Because the work needs to be in a large number of logs to extract some of the corresponding fixed characters, if simply by manual extraction, data volume, labor, and then naturally think of using Python to do a corresponding extraction tool, instead of manual extraction of the complex, involving Chinese characters, regular expression bad match, but not can not be achieved, After this optimization is again.
Requirements Description:
There are multiple subfolders in a parent directory, with multiple TXT-formalized log logs in the subfolder, requiring that the value of Cardtype=9, cardno=0, cardid be found from all log logs and stored in a text file, requiring Cardid not to be duplicated.
Requirements Analysis:
The full path of all log logs is obtained first, loaded separately according to the path to load each log log into memory for extraction analysis, and the result is stored in the given text file.
Solution:
To be as concise as possible, the configuration file is used as the basis for the input variables. Not much to say, on the code:
The configuration file is as follows:
103 folders have two files: Log1.txt and Log2.txt, similar to the following:
The Python code is implemented as follows:
#-*-Coding:utf-8-*-#!/usr/bin/python# filename:picktools.py# codedtime:2015-3-25import osimport configparser# Traverse a directory, output all file names def itemsbrowse (path): For home, dirs, files in Os.walk (path): for filename in Files:yield Os.path . Join (home, filename) # to find the corresponding string in the file in the line def findchars (filename, chars): File = open (filename, ' R ') for Eachline in File:if Eachline.find (chars) >= 0:yield eachline file.close () # Add to the specified file def addtofile (filename, mygenerator): FILE = open (filename, ' a ') # Append mode opens for line in Mygenerator:file.write (line) File.close () # Filter Duplicate word lines def filter (fi Lename): MyList = [] File = open (filename, ' R ') for Eachline in File:mylist.append (Eachline.strip ()) File.close () File2 = open (os.path.splitext (filename) [0] + ' _filter.txt ', ' W ') for line in list (set (MyList)): Print (line, file = file2) #file2. Write (line) file2.close () def excute (): iniconf = Configparser.
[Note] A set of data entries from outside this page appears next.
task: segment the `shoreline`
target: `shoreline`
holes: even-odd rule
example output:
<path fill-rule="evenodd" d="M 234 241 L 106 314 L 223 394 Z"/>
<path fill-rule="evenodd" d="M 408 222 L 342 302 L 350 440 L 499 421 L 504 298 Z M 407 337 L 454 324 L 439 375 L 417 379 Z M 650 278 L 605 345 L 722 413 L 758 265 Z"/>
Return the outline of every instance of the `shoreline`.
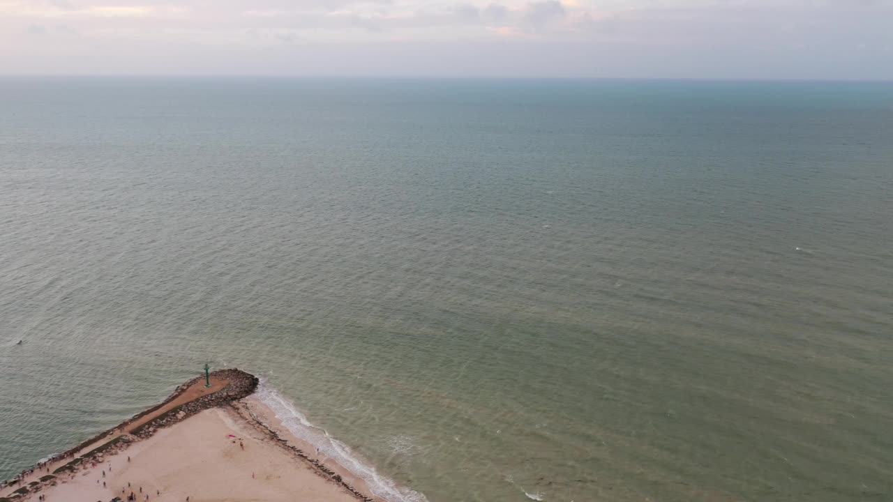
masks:
<path fill-rule="evenodd" d="M 134 456 L 135 462 L 132 464 L 130 462 L 131 455 L 126 456 L 127 464 L 123 464 L 126 470 L 131 465 L 134 467 L 142 465 L 143 462 L 138 452 L 146 451 L 146 448 L 153 451 L 151 454 L 154 456 L 153 458 L 163 457 L 166 460 L 146 464 L 147 467 L 145 469 L 150 471 L 155 469 L 163 472 L 165 465 L 177 461 L 187 462 L 188 464 L 185 464 L 184 466 L 188 469 L 191 467 L 188 462 L 195 463 L 194 460 L 191 460 L 192 454 L 179 458 L 177 456 L 179 452 L 171 450 L 176 450 L 184 440 L 188 441 L 194 438 L 202 437 L 201 434 L 205 429 L 221 431 L 221 428 L 227 427 L 233 431 L 256 432 L 251 438 L 245 439 L 246 442 L 250 442 L 253 450 L 256 449 L 262 452 L 261 456 L 254 457 L 255 462 L 263 463 L 267 458 L 277 456 L 290 457 L 294 459 L 295 465 L 291 466 L 295 468 L 294 470 L 299 471 L 303 467 L 306 469 L 307 473 L 312 473 L 313 477 L 318 480 L 314 482 L 312 480 L 303 479 L 305 484 L 300 486 L 286 486 L 288 483 L 282 481 L 269 482 L 268 485 L 272 485 L 266 487 L 270 490 L 270 500 L 280 500 L 279 494 L 283 489 L 312 489 L 315 490 L 313 491 L 314 496 L 324 496 L 322 500 L 340 499 L 334 493 L 338 491 L 345 493 L 349 496 L 350 499 L 354 500 L 386 502 L 384 498 L 380 497 L 367 495 L 371 490 L 365 481 L 345 466 L 338 464 L 334 459 L 321 459 L 317 457 L 318 456 L 308 453 L 313 451 L 313 445 L 291 434 L 288 428 L 283 426 L 272 409 L 256 397 L 252 396 L 259 384 L 259 380 L 256 377 L 238 369 L 217 370 L 211 373 L 211 388 L 205 389 L 204 377 L 190 379 L 178 386 L 161 403 L 128 418 L 115 427 L 104 431 L 68 450 L 50 457 L 46 462 L 38 463 L 33 468 L 22 471 L 13 480 L 4 481 L 0 484 L 0 502 L 38 500 L 38 493 L 45 495 L 51 500 L 77 500 L 77 498 L 71 496 L 80 494 L 85 490 L 91 492 L 90 498 L 84 498 L 85 500 L 91 502 L 97 500 L 96 496 L 100 497 L 100 500 L 113 500 L 117 491 L 113 492 L 110 491 L 111 489 L 105 489 L 104 481 L 100 481 L 100 478 L 97 477 L 96 487 L 92 485 L 85 487 L 82 480 L 77 480 L 77 478 L 85 477 L 90 473 L 96 474 L 97 470 L 102 470 L 102 476 L 104 479 L 106 473 L 103 467 L 108 464 L 111 482 L 112 465 L 113 463 L 120 464 L 121 459 L 124 456 L 121 455 L 122 452 L 131 452 L 131 455 Z M 193 417 L 196 418 L 193 419 Z M 199 423 L 204 424 L 204 429 L 196 429 Z M 185 430 L 192 430 L 192 435 L 180 439 L 179 443 L 165 443 L 169 439 L 164 438 L 185 433 L 183 432 Z M 232 432 L 229 434 L 231 438 L 238 435 Z M 155 439 L 156 437 L 158 439 Z M 196 448 L 207 448 L 209 451 L 220 453 L 218 451 L 220 445 L 217 444 L 219 440 L 211 442 L 209 438 L 205 438 L 204 440 L 205 443 L 202 443 Z M 241 442 L 242 438 L 239 437 L 240 446 L 242 446 Z M 161 448 L 158 446 L 160 444 L 166 444 L 167 450 L 158 450 L 158 448 Z M 233 444 L 235 444 L 235 440 L 233 440 Z M 242 450 L 245 450 L 244 447 Z M 224 456 L 227 456 L 230 452 L 223 453 L 226 454 Z M 253 453 L 252 455 L 258 454 Z M 329 460 L 329 462 L 327 463 L 325 460 Z M 213 460 L 209 462 L 213 463 Z M 221 462 L 226 462 L 226 460 L 219 461 L 219 463 Z M 223 464 L 219 465 L 219 467 L 221 470 L 231 468 L 230 465 Z M 121 466 L 119 466 L 120 469 Z M 300 477 L 295 474 L 301 473 L 291 473 L 288 477 Z M 254 473 L 252 473 L 252 476 L 254 477 Z M 276 477 L 278 479 L 280 476 L 277 475 Z M 229 481 L 229 479 L 224 481 Z M 100 482 L 103 484 L 103 489 L 100 489 Z M 180 482 L 196 484 L 196 481 L 191 477 L 181 479 Z M 315 486 L 320 482 L 329 486 L 329 489 L 323 489 L 324 487 Z M 65 489 L 66 487 L 70 489 Z M 215 488 L 218 487 L 216 485 L 205 487 L 210 490 Z M 325 493 L 326 489 L 333 493 Z M 122 490 L 125 489 L 122 488 Z M 69 491 L 70 493 L 60 498 L 56 496 L 60 491 Z M 52 498 L 50 498 L 50 495 L 52 495 Z M 118 497 L 121 496 L 121 494 L 118 495 Z M 140 494 L 139 497 L 142 498 L 143 495 Z M 146 497 L 148 497 L 148 493 L 146 494 Z M 142 500 L 142 498 L 139 499 Z M 201 499 L 200 498 L 193 498 L 196 502 L 199 502 Z"/>

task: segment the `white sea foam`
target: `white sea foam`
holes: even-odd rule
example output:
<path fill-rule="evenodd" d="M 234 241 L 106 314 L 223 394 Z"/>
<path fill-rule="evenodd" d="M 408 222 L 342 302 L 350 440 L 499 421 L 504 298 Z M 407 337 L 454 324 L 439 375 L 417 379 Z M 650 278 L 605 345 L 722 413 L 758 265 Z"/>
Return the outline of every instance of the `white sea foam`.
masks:
<path fill-rule="evenodd" d="M 311 423 L 287 397 L 276 391 L 265 380 L 261 381 L 255 396 L 276 414 L 282 424 L 296 438 L 320 449 L 329 458 L 366 481 L 371 495 L 388 502 L 427 502 L 421 493 L 396 486 L 392 480 L 378 473 L 375 468 L 358 458 L 347 445 L 332 438 L 324 429 Z"/>

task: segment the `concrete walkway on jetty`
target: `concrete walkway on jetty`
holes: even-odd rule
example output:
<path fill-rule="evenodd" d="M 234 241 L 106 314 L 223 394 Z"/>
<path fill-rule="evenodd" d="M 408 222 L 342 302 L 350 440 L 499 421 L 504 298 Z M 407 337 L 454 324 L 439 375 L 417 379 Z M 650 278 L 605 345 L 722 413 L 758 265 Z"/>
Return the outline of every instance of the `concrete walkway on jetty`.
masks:
<path fill-rule="evenodd" d="M 236 372 L 238 372 L 238 370 Z M 210 388 L 204 387 L 205 380 L 204 377 L 193 379 L 193 381 L 187 382 L 183 386 L 178 387 L 174 394 L 164 401 L 162 406 L 150 408 L 148 413 L 144 412 L 143 414 L 136 415 L 135 418 L 131 418 L 115 429 L 107 431 L 100 436 L 97 436 L 94 439 L 94 440 L 80 445 L 77 450 L 70 450 L 67 452 L 69 455 L 55 460 L 51 460 L 46 464 L 44 464 L 40 469 L 35 468 L 28 474 L 21 476 L 17 482 L 11 483 L 9 486 L 0 489 L 0 498 L 13 497 L 14 492 L 21 487 L 27 487 L 29 486 L 29 483 L 39 481 L 40 478 L 52 475 L 60 467 L 63 467 L 66 464 L 71 464 L 72 461 L 82 458 L 84 455 L 88 454 L 121 436 L 132 433 L 140 427 L 150 423 L 152 421 L 161 417 L 173 409 L 225 389 L 228 385 L 232 383 L 234 380 L 240 380 L 242 375 L 247 375 L 247 373 L 244 373 L 242 372 L 233 373 L 232 370 L 213 372 L 210 378 Z M 252 390 L 254 389 L 252 389 Z"/>

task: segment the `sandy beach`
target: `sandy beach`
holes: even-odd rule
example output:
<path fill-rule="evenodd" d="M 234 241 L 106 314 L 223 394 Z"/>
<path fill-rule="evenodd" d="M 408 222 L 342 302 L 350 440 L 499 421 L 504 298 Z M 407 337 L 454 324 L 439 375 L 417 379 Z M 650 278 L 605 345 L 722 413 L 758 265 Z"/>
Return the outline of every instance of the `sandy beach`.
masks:
<path fill-rule="evenodd" d="M 72 456 L 88 459 L 76 468 L 66 467 L 72 456 L 47 464 L 21 483 L 0 489 L 0 500 L 42 496 L 48 501 L 107 502 L 116 497 L 128 500 L 131 494 L 135 500 L 160 502 L 380 500 L 361 495 L 367 488 L 362 480 L 315 458 L 315 448 L 291 436 L 271 410 L 250 397 L 176 417 L 172 424 L 159 423 L 159 417 L 175 416 L 165 413 L 177 413 L 178 406 L 226 388 L 223 380 L 214 383 L 204 392 L 190 385 L 152 413 L 84 446 Z M 126 440 L 115 448 L 90 454 L 97 444 L 121 436 Z M 41 481 L 47 470 L 54 477 Z M 22 486 L 29 491 L 16 494 Z"/>

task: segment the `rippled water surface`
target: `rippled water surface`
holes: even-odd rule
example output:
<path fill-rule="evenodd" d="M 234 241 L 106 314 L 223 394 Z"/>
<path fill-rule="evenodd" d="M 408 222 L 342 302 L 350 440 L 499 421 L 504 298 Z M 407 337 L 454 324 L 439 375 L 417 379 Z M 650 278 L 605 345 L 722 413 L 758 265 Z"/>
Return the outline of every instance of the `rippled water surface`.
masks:
<path fill-rule="evenodd" d="M 6 79 L 0 112 L 0 476 L 207 361 L 430 502 L 893 498 L 893 84 Z"/>

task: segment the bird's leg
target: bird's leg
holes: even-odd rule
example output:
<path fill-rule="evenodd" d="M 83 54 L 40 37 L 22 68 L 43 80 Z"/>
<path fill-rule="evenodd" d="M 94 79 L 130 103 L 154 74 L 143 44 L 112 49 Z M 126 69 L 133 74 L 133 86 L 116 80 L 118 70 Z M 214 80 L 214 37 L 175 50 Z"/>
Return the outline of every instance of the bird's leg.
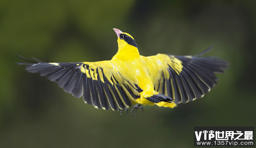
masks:
<path fill-rule="evenodd" d="M 134 114 L 134 118 L 136 117 L 136 114 L 137 113 L 137 111 L 138 109 L 139 109 L 139 108 L 142 110 L 143 112 L 143 107 L 142 106 L 141 106 L 141 104 L 136 104 L 136 105 L 135 105 L 134 106 L 133 106 L 133 108 L 131 110 L 131 113 L 132 113 L 133 111 L 135 111 L 135 114 Z"/>
<path fill-rule="evenodd" d="M 128 108 L 127 107 L 125 107 L 125 110 L 126 111 L 127 111 L 127 112 L 126 112 L 126 114 L 128 114 Z M 119 108 L 118 108 L 117 111 L 119 111 Z M 122 115 L 122 111 L 123 111 L 124 112 L 125 112 L 125 111 L 124 110 L 124 109 L 120 109 L 120 114 Z"/>

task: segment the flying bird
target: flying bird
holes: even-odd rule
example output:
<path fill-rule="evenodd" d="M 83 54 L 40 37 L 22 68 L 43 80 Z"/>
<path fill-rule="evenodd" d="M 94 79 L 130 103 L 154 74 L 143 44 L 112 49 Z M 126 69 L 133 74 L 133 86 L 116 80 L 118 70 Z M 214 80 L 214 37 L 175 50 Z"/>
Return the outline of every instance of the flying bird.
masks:
<path fill-rule="evenodd" d="M 110 60 L 94 62 L 45 63 L 35 58 L 26 70 L 39 73 L 56 82 L 66 92 L 76 98 L 83 96 L 86 104 L 97 108 L 127 110 L 134 117 L 142 105 L 173 108 L 203 97 L 217 84 L 215 73 L 228 68 L 225 60 L 202 57 L 209 52 L 194 56 L 158 54 L 140 55 L 134 38 L 113 28 L 117 36 L 118 51 Z"/>

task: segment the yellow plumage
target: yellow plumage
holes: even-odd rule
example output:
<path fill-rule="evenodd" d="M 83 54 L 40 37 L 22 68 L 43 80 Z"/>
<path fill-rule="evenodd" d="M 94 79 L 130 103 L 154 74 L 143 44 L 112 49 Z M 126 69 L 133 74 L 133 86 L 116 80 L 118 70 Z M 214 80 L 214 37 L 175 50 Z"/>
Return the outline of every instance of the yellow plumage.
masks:
<path fill-rule="evenodd" d="M 30 65 L 26 70 L 58 82 L 76 97 L 83 95 L 86 103 L 114 110 L 132 104 L 173 108 L 202 97 L 217 84 L 214 73 L 228 68 L 227 62 L 211 57 L 140 55 L 132 37 L 114 30 L 118 49 L 110 60 L 19 64 Z"/>

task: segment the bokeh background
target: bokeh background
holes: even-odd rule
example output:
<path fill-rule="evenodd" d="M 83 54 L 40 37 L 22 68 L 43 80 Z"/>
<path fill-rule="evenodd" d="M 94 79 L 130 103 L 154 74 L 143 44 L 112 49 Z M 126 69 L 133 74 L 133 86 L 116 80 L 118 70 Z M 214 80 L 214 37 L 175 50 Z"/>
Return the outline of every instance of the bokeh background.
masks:
<path fill-rule="evenodd" d="M 256 1 L 0 1 L 0 147 L 190 147 L 194 126 L 254 126 Z M 96 61 L 117 51 L 117 28 L 141 55 L 194 55 L 231 63 L 203 98 L 136 118 L 97 109 L 29 73 L 18 53 L 48 62 Z M 129 110 L 130 110 L 130 109 Z"/>

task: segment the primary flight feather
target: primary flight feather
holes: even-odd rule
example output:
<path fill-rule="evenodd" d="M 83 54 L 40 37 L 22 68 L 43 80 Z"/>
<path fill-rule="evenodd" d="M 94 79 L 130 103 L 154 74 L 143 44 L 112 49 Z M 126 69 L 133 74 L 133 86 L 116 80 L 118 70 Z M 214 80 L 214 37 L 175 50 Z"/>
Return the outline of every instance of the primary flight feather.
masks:
<path fill-rule="evenodd" d="M 224 72 L 229 63 L 213 57 L 158 54 L 140 55 L 130 34 L 116 28 L 118 51 L 110 60 L 95 62 L 45 63 L 20 56 L 32 63 L 26 70 L 57 82 L 75 97 L 83 96 L 95 108 L 116 111 L 142 109 L 141 105 L 173 108 L 202 98 L 217 84 L 214 73 Z M 136 112 L 135 112 L 136 114 Z"/>

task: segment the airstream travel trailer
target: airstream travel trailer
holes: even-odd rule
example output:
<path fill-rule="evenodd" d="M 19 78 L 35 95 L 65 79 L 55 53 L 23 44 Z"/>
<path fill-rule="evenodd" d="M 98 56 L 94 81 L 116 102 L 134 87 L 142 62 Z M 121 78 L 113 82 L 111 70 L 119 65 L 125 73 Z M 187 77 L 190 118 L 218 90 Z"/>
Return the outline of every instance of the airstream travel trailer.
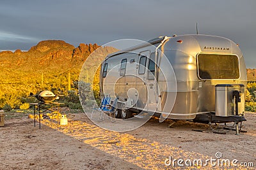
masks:
<path fill-rule="evenodd" d="M 101 96 L 119 98 L 116 116 L 122 118 L 145 111 L 237 125 L 246 120 L 246 84 L 238 45 L 208 35 L 155 38 L 108 55 L 100 72 Z"/>

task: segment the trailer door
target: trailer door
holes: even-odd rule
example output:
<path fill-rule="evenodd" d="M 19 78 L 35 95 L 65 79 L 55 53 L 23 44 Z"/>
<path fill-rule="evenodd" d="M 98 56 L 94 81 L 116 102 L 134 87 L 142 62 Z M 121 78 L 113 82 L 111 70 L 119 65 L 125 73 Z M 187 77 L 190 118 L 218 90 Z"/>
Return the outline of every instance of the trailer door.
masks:
<path fill-rule="evenodd" d="M 147 87 L 148 90 L 148 111 L 155 112 L 158 103 L 158 85 L 156 78 L 156 53 L 151 53 L 148 64 Z"/>
<path fill-rule="evenodd" d="M 138 99 L 137 108 L 147 111 L 148 91 L 147 90 L 147 64 L 150 52 L 148 50 L 141 52 L 139 54 L 138 64 L 136 67 L 137 78 L 136 89 L 138 91 Z"/>

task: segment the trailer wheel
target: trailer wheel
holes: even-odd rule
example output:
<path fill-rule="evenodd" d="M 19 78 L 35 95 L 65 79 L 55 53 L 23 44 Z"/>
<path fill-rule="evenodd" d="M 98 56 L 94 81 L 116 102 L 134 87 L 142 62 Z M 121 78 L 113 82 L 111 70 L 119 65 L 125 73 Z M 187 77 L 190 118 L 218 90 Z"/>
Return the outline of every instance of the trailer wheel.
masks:
<path fill-rule="evenodd" d="M 120 110 L 120 115 L 122 119 L 126 119 L 131 118 L 131 111 L 127 109 L 125 104 L 122 106 L 122 110 Z"/>
<path fill-rule="evenodd" d="M 120 109 L 116 109 L 115 111 L 115 117 L 116 117 L 116 118 L 121 118 L 121 110 L 120 110 Z"/>

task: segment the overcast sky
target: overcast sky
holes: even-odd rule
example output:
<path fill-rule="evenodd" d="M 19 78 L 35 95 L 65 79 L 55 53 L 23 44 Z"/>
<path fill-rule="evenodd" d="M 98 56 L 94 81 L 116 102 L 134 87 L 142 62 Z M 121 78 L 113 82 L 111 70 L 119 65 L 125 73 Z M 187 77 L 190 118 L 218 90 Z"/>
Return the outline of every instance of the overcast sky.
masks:
<path fill-rule="evenodd" d="M 1 0 L 0 50 L 28 50 L 45 39 L 104 45 L 133 38 L 199 33 L 240 45 L 256 67 L 256 1 Z"/>

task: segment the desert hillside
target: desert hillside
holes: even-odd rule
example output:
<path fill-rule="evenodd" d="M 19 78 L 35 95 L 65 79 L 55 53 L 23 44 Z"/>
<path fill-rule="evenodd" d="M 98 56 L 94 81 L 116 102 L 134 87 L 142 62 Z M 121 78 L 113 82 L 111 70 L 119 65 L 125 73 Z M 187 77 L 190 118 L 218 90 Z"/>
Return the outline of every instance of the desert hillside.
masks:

Configparser () iniconf.read (' config.ini ') ifile = iniconf.get (' Setting ', ' ifilepath ') ofile = iniconf.get (' Setting ', ' ofilepath ') chars = iniconf.get (' Setting ', ' Searchstr ') for Fullna Me in Itemsbrowse (ifile): Mygenerator = Findchars (fullname, chars) addtofile (ofile, Mygenerator) filter (ofile) if __name__ = = ' __main__ ': Excute ()
Output: Output of two files Result.txt and Result_filter.txt
Experience:
1, the use of Python to deal with some of the daily small tasks, can be very convenient to complete, compared to C + +, this aspect of productivity is much higher.
2, the design of the Chinese characters in the processing, so the use of regular expression is not very convenient, but many can not, the subsequent version will be added to the regular support!
3, because of beginners, so the code is not refined concise, follow-up optimization!